A One-way Ticket by Angelina Bonifacio

A One-Way Ticket: Italian Migrants in the City of Ryde, 1860-1960: An Anthology is a moving collection of life stories from the Italian migrants and their families who courageously left their homeland to carve out a future in the northern region of Sydney metropolitan area, that of, the districts of Ryde.



Foreword by The Honourable Victor Michael Dominello


For family and friends this book is a visceral awakening of memories. For students and historians it’s a valuable resource. For people who have a connection with Ryde, it’s an important ingredient for understanding the strength of our diversity. For migrants of non-Italian heritage, it’s an empathetic adhesive.

In his Dialogo sopra i due massimi sistemi del mondo (1632), astronomer and polymath Galileo Galilei famously said:

Tutte le verità sono facili da capire una volta che sono state rivelate. Il difficile é scoprirle. (All truths are easy to understand once they are discovered. What is difficult is to discover them.)

Many of the ‘truths’ about the Italian migrants’ contribution to Ryde have been confined to photos and memories that live within family units. Precious in every sense of the word. They are of great emotional value for the families. Equally, they are of significant value to our collective history, particularly here in the City of Ryde.

History ends unless it’s recorded. If recorded, then it will resonate in eternity. We have an obligation to preserve the memories of those who sacrificed so much to give us a better opportunity in this great southern land.

Unless documented, it’s easy to forget what our forefathers and mothers sacrificed and went through.

When these migrants packed up to travel halfway around the world, it would have been akin to a one-way trip to the moon. This took profound courage. There was no guarantee they would succeed in Australia and thus be able to afford a return ticket to Italy to visit family. In the early days the main communication channel was snail mail.

This progressed over time to very expensive and crackly telephone calls. It is almost impossible to truly understand the grief of not being able to seamlessly communicate with your loved ones. No one could have envisaged today’s world of emails and Face Time.

Today we live in comparative 21st-century luxury. The first Italian immigrants to the Ryde districts predominantly worked the land. Many were market gardeners. They worked so hard as a family. In the sun. In the cold. In the rain. There was no sun safety to be had nor UV protection.

It was difficult but necessary elemental work. In time many migrants established corner shops, greengrocers, barber shops, tailoring businesses and other forms of enterprise.

They laid a solid foundation for the generations to follow.

The enduring feature of that foundation was strength of character.

I have a very strong and personal connection to these foundations. My grandparents migrated to Ryde pre-and post-World War II. My paternal grandparents set up a market garden in North Ryde and then a greengrocer in Eastwood. My maternal grandparents also settled in Ryde, behind the old Civic Centre.
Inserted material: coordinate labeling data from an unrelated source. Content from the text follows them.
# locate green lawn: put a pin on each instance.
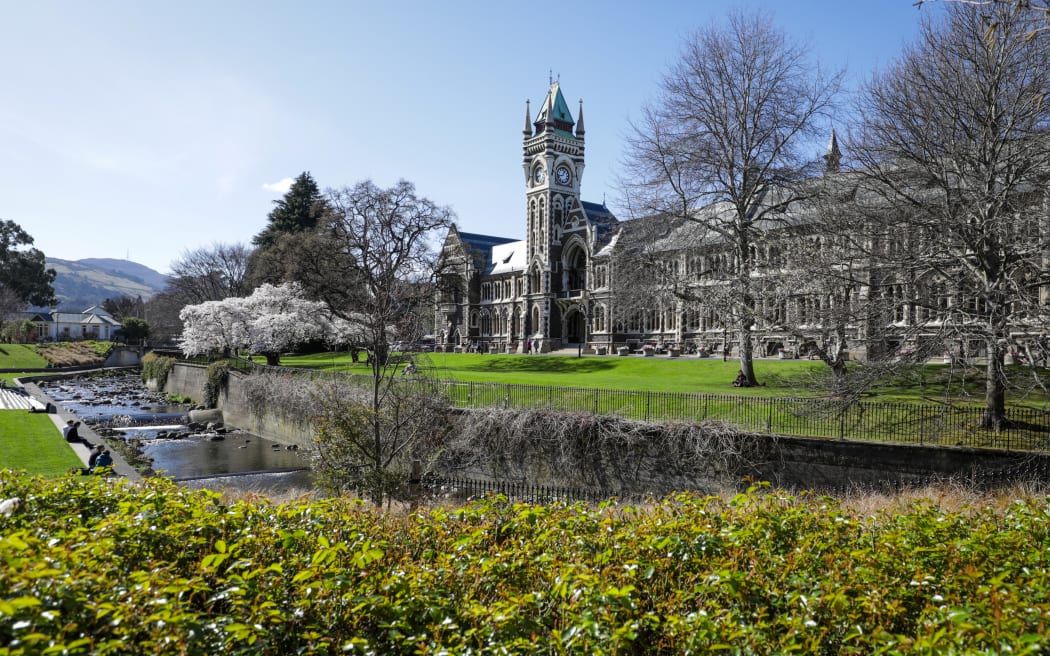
(779, 378)
(656, 374)
(20, 356)
(32, 442)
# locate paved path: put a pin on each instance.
(14, 399)
(30, 390)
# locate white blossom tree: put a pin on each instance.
(273, 319)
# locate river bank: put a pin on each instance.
(153, 436)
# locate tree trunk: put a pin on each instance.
(994, 413)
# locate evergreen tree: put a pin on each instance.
(22, 269)
(297, 211)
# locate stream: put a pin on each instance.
(193, 453)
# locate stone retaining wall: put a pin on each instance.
(188, 380)
(788, 462)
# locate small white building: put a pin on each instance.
(91, 323)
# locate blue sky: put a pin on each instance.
(142, 129)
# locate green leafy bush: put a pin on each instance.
(108, 567)
(216, 376)
(156, 367)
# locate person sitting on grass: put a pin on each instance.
(92, 459)
(104, 461)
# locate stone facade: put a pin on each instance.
(557, 289)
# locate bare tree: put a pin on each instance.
(213, 273)
(373, 261)
(727, 146)
(954, 147)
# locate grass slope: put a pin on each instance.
(779, 378)
(20, 357)
(32, 442)
(657, 374)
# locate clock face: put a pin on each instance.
(563, 175)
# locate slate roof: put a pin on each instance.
(507, 258)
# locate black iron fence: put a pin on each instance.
(944, 424)
(463, 490)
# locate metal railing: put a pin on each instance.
(1026, 429)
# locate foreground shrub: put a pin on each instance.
(105, 567)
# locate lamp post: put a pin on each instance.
(585, 310)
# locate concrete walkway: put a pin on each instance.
(14, 399)
(30, 390)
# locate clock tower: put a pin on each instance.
(552, 162)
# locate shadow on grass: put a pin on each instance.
(541, 364)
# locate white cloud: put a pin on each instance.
(280, 186)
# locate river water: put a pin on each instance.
(196, 456)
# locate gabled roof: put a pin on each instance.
(507, 258)
(482, 242)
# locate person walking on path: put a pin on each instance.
(72, 436)
(93, 458)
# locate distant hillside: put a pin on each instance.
(128, 269)
(85, 282)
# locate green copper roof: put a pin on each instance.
(554, 107)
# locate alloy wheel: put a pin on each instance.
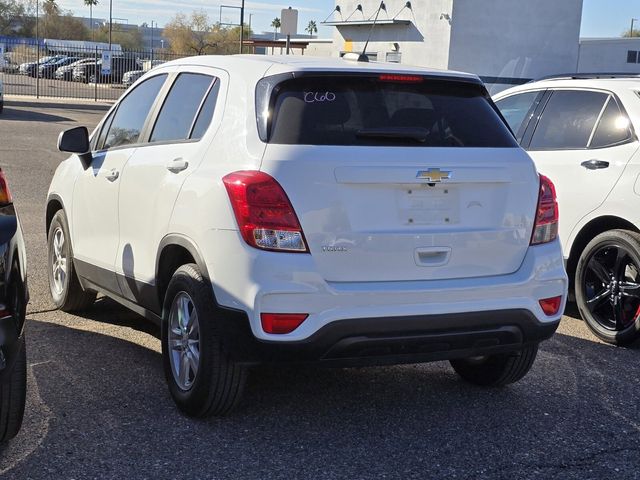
(184, 340)
(611, 287)
(58, 261)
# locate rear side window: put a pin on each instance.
(385, 110)
(518, 109)
(614, 127)
(568, 120)
(132, 113)
(179, 111)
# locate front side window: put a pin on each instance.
(568, 120)
(132, 112)
(179, 111)
(516, 108)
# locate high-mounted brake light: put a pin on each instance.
(389, 77)
(5, 193)
(546, 227)
(281, 323)
(264, 213)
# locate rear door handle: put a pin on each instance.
(177, 165)
(113, 175)
(595, 164)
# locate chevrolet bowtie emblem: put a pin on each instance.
(434, 175)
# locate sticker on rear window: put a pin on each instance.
(315, 97)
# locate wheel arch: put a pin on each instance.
(588, 232)
(54, 204)
(174, 251)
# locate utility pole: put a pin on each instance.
(110, 21)
(241, 26)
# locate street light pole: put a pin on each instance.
(110, 21)
(241, 26)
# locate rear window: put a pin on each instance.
(394, 111)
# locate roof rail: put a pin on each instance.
(588, 76)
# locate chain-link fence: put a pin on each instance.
(77, 70)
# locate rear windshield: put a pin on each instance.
(385, 110)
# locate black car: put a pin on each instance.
(48, 70)
(13, 304)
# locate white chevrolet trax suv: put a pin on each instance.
(283, 209)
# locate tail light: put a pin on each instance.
(281, 322)
(264, 213)
(5, 193)
(546, 227)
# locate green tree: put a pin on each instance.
(276, 24)
(311, 28)
(11, 13)
(91, 4)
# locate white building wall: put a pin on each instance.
(515, 39)
(608, 55)
(424, 42)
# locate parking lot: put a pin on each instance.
(16, 84)
(98, 406)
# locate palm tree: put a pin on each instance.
(90, 4)
(276, 25)
(311, 28)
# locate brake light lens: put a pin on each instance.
(5, 193)
(550, 306)
(280, 323)
(545, 229)
(264, 213)
(386, 77)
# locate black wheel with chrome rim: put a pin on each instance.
(608, 286)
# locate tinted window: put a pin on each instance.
(516, 108)
(132, 113)
(371, 111)
(613, 129)
(206, 113)
(181, 107)
(568, 120)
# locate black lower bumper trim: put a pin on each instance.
(390, 340)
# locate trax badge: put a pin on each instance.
(433, 175)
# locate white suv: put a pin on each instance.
(581, 132)
(266, 209)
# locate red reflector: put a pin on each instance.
(550, 306)
(5, 193)
(386, 77)
(281, 322)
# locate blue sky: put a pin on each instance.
(601, 18)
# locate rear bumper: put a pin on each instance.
(393, 340)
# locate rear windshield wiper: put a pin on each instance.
(411, 133)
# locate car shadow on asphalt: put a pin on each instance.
(106, 397)
(107, 311)
(20, 115)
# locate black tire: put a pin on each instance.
(496, 370)
(13, 394)
(71, 297)
(216, 387)
(587, 282)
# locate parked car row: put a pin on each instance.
(124, 69)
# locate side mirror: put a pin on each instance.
(76, 140)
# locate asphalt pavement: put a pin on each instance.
(98, 406)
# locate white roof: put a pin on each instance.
(613, 84)
(258, 65)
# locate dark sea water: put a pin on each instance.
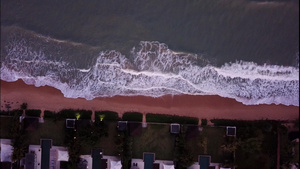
(246, 50)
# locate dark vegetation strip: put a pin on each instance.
(163, 118)
(132, 116)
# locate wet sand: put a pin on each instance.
(209, 107)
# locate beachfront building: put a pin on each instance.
(45, 156)
(204, 162)
(149, 162)
(6, 151)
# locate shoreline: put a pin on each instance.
(208, 106)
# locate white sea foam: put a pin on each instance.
(154, 71)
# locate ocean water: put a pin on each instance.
(118, 63)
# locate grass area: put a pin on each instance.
(164, 118)
(106, 143)
(50, 129)
(155, 138)
(107, 115)
(5, 125)
(208, 142)
(132, 116)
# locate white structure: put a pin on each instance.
(163, 164)
(168, 166)
(6, 150)
(115, 164)
(62, 155)
(57, 154)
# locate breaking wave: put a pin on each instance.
(152, 69)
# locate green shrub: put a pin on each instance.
(33, 112)
(84, 114)
(162, 118)
(132, 116)
(107, 115)
(67, 113)
(203, 122)
(70, 113)
(11, 113)
(2, 112)
(49, 114)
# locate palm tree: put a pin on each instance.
(24, 107)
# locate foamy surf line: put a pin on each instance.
(154, 70)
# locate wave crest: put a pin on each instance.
(155, 70)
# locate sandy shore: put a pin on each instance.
(210, 107)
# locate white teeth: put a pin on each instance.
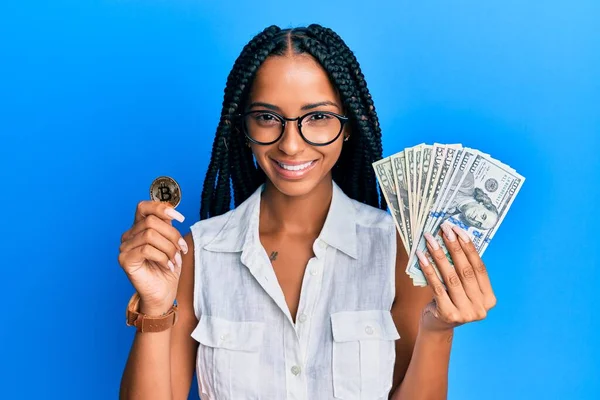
(295, 167)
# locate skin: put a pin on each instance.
(292, 213)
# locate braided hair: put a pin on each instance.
(232, 164)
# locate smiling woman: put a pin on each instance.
(330, 313)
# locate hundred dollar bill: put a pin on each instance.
(385, 176)
(410, 175)
(464, 163)
(424, 178)
(479, 203)
(398, 163)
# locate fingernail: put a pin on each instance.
(462, 234)
(448, 232)
(174, 214)
(183, 245)
(422, 258)
(431, 240)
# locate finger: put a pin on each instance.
(162, 227)
(153, 238)
(146, 252)
(450, 277)
(160, 209)
(461, 264)
(481, 274)
(440, 295)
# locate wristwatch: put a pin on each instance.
(147, 323)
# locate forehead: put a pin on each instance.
(291, 81)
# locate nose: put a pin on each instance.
(291, 143)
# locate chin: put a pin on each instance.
(296, 187)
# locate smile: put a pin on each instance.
(293, 170)
(297, 167)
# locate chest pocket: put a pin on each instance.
(228, 360)
(363, 354)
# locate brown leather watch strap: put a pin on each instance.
(147, 323)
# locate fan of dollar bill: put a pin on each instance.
(427, 185)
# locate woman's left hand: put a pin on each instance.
(469, 295)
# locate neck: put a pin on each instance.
(295, 214)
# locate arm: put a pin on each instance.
(161, 364)
(421, 370)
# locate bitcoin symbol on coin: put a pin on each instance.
(165, 189)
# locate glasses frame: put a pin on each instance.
(343, 120)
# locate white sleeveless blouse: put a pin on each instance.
(342, 344)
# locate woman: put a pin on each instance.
(300, 291)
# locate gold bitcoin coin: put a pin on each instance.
(165, 188)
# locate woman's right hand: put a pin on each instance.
(150, 255)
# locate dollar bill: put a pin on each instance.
(398, 162)
(427, 185)
(478, 202)
(385, 176)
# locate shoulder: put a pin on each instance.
(371, 217)
(203, 231)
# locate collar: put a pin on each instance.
(241, 229)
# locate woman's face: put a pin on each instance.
(293, 86)
(476, 215)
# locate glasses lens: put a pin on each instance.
(262, 126)
(321, 128)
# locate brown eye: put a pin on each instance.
(265, 119)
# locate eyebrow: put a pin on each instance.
(304, 107)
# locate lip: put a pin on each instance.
(293, 175)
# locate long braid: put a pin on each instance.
(332, 39)
(232, 163)
(216, 199)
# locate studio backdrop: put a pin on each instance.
(99, 97)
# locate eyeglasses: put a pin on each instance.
(317, 128)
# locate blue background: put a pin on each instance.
(97, 98)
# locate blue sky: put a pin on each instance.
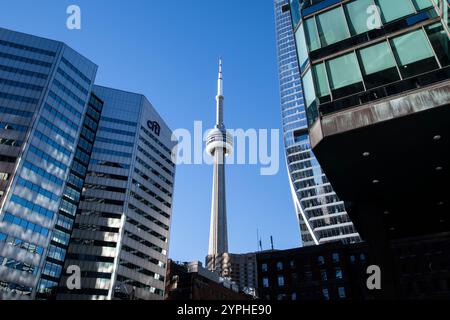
(168, 51)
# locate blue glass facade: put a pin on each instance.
(322, 216)
(44, 86)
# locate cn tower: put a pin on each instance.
(218, 145)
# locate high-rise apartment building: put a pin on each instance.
(376, 89)
(321, 214)
(376, 81)
(44, 93)
(121, 233)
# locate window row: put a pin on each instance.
(25, 224)
(16, 112)
(44, 156)
(23, 72)
(57, 130)
(69, 92)
(60, 101)
(61, 117)
(354, 18)
(26, 60)
(27, 48)
(13, 126)
(17, 98)
(72, 81)
(22, 85)
(400, 57)
(18, 265)
(30, 247)
(38, 189)
(52, 143)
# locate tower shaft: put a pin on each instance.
(218, 145)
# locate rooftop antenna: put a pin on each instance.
(257, 239)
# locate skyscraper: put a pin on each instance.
(375, 75)
(321, 214)
(86, 179)
(218, 145)
(121, 232)
(44, 93)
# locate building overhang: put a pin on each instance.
(391, 158)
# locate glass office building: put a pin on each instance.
(86, 179)
(321, 214)
(121, 232)
(375, 77)
(346, 48)
(44, 93)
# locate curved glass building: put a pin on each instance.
(322, 216)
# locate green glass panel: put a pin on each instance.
(308, 88)
(440, 42)
(312, 37)
(395, 9)
(412, 47)
(376, 58)
(320, 80)
(422, 4)
(356, 15)
(332, 26)
(344, 71)
(302, 52)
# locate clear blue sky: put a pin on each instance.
(168, 51)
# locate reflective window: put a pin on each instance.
(357, 19)
(295, 11)
(440, 42)
(321, 82)
(341, 292)
(308, 88)
(279, 266)
(344, 75)
(392, 10)
(326, 294)
(413, 53)
(422, 4)
(332, 26)
(378, 65)
(338, 273)
(280, 281)
(302, 52)
(312, 36)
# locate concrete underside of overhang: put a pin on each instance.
(399, 177)
(380, 111)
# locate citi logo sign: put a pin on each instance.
(154, 127)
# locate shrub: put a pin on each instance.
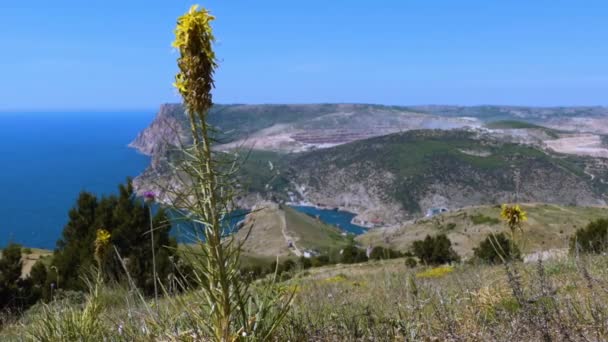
(591, 239)
(495, 248)
(483, 219)
(435, 250)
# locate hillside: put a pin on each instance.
(548, 227)
(400, 176)
(279, 231)
(373, 160)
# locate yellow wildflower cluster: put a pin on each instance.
(102, 240)
(436, 272)
(513, 215)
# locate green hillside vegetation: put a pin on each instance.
(513, 124)
(455, 158)
(548, 227)
(267, 240)
(384, 300)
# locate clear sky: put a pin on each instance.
(116, 54)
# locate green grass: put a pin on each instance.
(419, 159)
(312, 233)
(382, 300)
(548, 227)
(482, 219)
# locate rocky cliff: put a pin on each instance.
(383, 176)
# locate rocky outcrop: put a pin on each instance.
(167, 129)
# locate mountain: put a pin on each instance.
(400, 176)
(548, 227)
(277, 230)
(390, 164)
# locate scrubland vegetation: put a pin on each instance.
(116, 274)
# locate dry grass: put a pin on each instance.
(548, 227)
(564, 300)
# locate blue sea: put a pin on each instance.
(338, 218)
(48, 158)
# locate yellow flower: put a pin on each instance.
(514, 216)
(436, 272)
(102, 241)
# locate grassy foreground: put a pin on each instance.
(384, 301)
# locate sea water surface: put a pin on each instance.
(338, 218)
(48, 158)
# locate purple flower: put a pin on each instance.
(149, 196)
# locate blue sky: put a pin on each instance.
(117, 54)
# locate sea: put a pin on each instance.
(48, 158)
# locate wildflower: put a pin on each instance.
(514, 216)
(102, 241)
(436, 272)
(149, 196)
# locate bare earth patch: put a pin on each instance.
(585, 144)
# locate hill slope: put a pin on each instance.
(398, 176)
(548, 227)
(282, 231)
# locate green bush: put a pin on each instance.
(483, 219)
(495, 248)
(435, 250)
(591, 239)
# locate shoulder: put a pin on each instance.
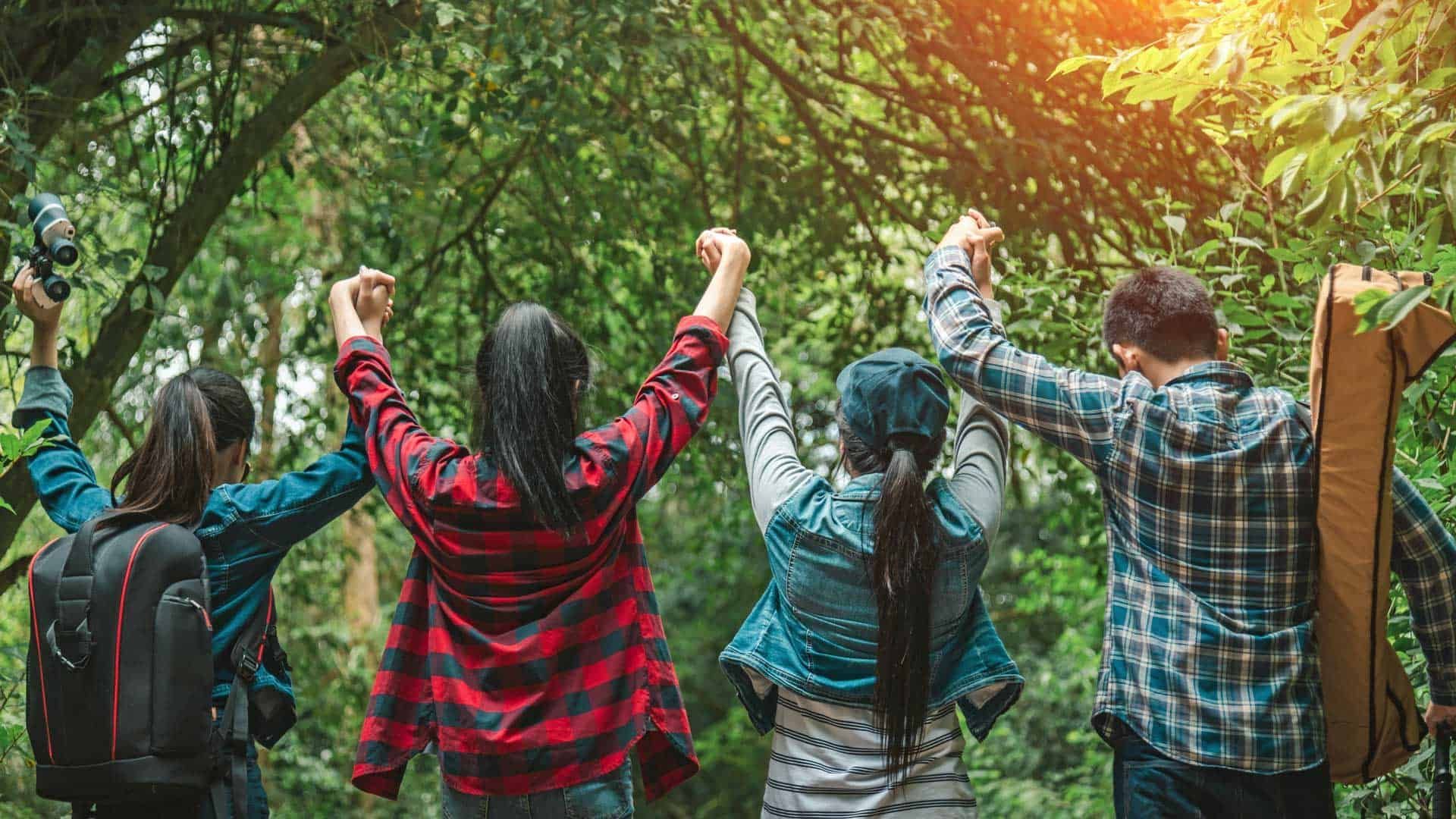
(957, 522)
(810, 504)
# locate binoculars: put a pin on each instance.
(53, 245)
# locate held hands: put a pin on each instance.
(34, 303)
(363, 302)
(718, 243)
(976, 235)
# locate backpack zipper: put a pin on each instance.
(194, 604)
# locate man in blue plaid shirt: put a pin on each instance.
(1209, 689)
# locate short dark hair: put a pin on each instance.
(1165, 311)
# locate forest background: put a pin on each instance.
(224, 159)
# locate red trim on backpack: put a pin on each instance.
(121, 618)
(39, 656)
(262, 646)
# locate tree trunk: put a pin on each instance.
(180, 241)
(362, 582)
(270, 359)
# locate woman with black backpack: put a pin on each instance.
(191, 471)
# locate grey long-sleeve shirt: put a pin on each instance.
(770, 447)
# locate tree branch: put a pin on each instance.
(184, 232)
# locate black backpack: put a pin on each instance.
(120, 670)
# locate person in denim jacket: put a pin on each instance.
(245, 529)
(873, 630)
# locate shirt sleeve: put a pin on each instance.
(764, 423)
(1069, 409)
(1424, 560)
(638, 447)
(289, 509)
(63, 479)
(979, 477)
(408, 464)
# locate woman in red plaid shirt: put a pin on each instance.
(528, 645)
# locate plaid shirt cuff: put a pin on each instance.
(707, 327)
(949, 267)
(354, 350)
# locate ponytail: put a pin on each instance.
(171, 475)
(532, 369)
(902, 572)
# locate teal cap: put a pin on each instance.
(893, 392)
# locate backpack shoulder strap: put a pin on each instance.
(234, 733)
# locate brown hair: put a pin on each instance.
(171, 475)
(902, 573)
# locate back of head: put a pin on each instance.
(892, 419)
(171, 475)
(1164, 311)
(533, 369)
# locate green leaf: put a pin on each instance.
(1436, 131)
(1280, 162)
(1401, 305)
(1439, 79)
(1074, 63)
(1335, 111)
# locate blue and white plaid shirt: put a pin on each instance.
(1209, 500)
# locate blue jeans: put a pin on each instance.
(606, 798)
(1147, 784)
(256, 798)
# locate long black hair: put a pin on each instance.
(171, 475)
(902, 572)
(533, 369)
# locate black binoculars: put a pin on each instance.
(53, 245)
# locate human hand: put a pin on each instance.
(1439, 717)
(375, 299)
(34, 303)
(976, 235)
(717, 243)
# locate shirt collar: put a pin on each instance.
(862, 485)
(1218, 372)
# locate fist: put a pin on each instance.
(1440, 717)
(33, 302)
(375, 297)
(976, 235)
(717, 243)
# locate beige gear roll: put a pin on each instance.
(1354, 385)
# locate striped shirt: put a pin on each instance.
(829, 760)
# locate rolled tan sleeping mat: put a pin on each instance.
(1354, 387)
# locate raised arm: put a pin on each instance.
(637, 447)
(1069, 409)
(63, 479)
(764, 426)
(405, 460)
(286, 510)
(1424, 558)
(979, 477)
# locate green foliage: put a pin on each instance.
(1350, 111)
(570, 153)
(14, 447)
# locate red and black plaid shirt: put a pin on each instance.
(533, 661)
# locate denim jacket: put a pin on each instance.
(816, 629)
(245, 529)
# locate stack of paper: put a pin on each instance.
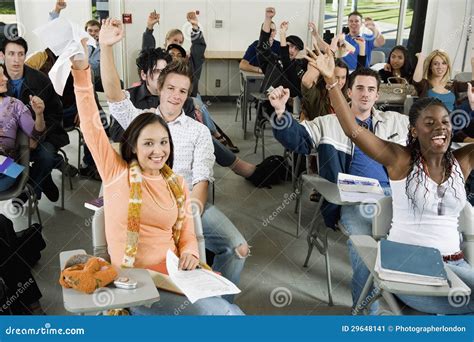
(410, 264)
(9, 168)
(195, 284)
(358, 189)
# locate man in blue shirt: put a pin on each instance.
(250, 61)
(336, 153)
(376, 39)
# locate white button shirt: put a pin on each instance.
(193, 150)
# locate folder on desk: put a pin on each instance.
(410, 264)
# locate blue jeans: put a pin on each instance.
(206, 116)
(171, 304)
(45, 158)
(444, 305)
(6, 182)
(222, 238)
(357, 220)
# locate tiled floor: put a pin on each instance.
(273, 281)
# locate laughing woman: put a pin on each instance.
(145, 202)
(426, 177)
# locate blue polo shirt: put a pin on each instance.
(351, 59)
(251, 53)
(364, 166)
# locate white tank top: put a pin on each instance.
(421, 225)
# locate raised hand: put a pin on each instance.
(111, 32)
(323, 62)
(270, 13)
(470, 95)
(60, 5)
(278, 98)
(192, 18)
(153, 19)
(81, 62)
(370, 24)
(37, 104)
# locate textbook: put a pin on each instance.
(413, 264)
(95, 204)
(358, 189)
(195, 284)
(9, 168)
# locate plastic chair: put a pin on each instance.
(366, 246)
(318, 233)
(21, 185)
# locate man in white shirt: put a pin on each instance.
(194, 152)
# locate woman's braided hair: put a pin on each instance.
(413, 144)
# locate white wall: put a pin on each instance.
(241, 22)
(446, 28)
(34, 13)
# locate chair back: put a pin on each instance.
(99, 241)
(377, 57)
(23, 158)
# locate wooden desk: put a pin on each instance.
(110, 297)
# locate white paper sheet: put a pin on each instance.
(358, 189)
(63, 37)
(198, 283)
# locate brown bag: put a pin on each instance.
(86, 273)
(395, 91)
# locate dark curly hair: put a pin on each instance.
(416, 157)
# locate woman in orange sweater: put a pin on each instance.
(145, 203)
Like many others they worked in factories around Meadowbank and Ryde – Hoover and Delta come to mind. I, together with my mother and other family members, continue to live in the districts of Ryde.

Thankfully, many families still have photos and detailed accounts of those early years. Most of these photos are stored away in old boxes that, realistically, rarely see the light of day. These old photos are delicate and can fade with time. They can be lost when people move home or even be destroyed in natural disasters.

Our collective history must be recorded. For it contains too many precious memories and within them important life lessons. This anthology reveals the Italian migrant history of human experiences in the soil of Ryde.

We all remember with deep fondness so many traditions continued that are centred around food – the making of tomato passata, fresh pasta, salami, bread – and who can forget making wine. Personally, I believe that for many people of Italian heritage, preparing, cooking and sharing a meal is an expression of love.

The great aspect of many of these traditions was that they were on a production scale. Everyone was involved; parents, grandparents, kids, cousins. Everyone was allocated a task. Each year you might get promoted to a more senior role. For the rare few, there was an accelerated promotion pathway.

It was so much fun. Great food that would satisfy your appetite until the next meal. Greater still are the memories that nourish our soul in our human expression.

That’s why this book is so important. It does more than record history. For many it evokes great experiences. No one can remember everything; however, a page, a photo or even just a sentence in this anthology may help someone to reconnect with a powerful chapter of their life. More powerfully, it may encourage others to continue the rich traditions of our pioneering forebears.

My heartfelt thanks and gratitude to Angelina Carabetta Bonifacio, second generation Italian migrant descendant, residing her entire life in the districts of Ryde, with her family in its fifth generation. Angelina is the Founder of the Italian Migrant Project and Chairperson of the Italian Migrants of Ryde Committee. She was passionate to document the Italian history chapter of the City of Ryde before it was lost and/or too hard to trace. She has been supported by the Italian Migrant Committee members and the Italian community.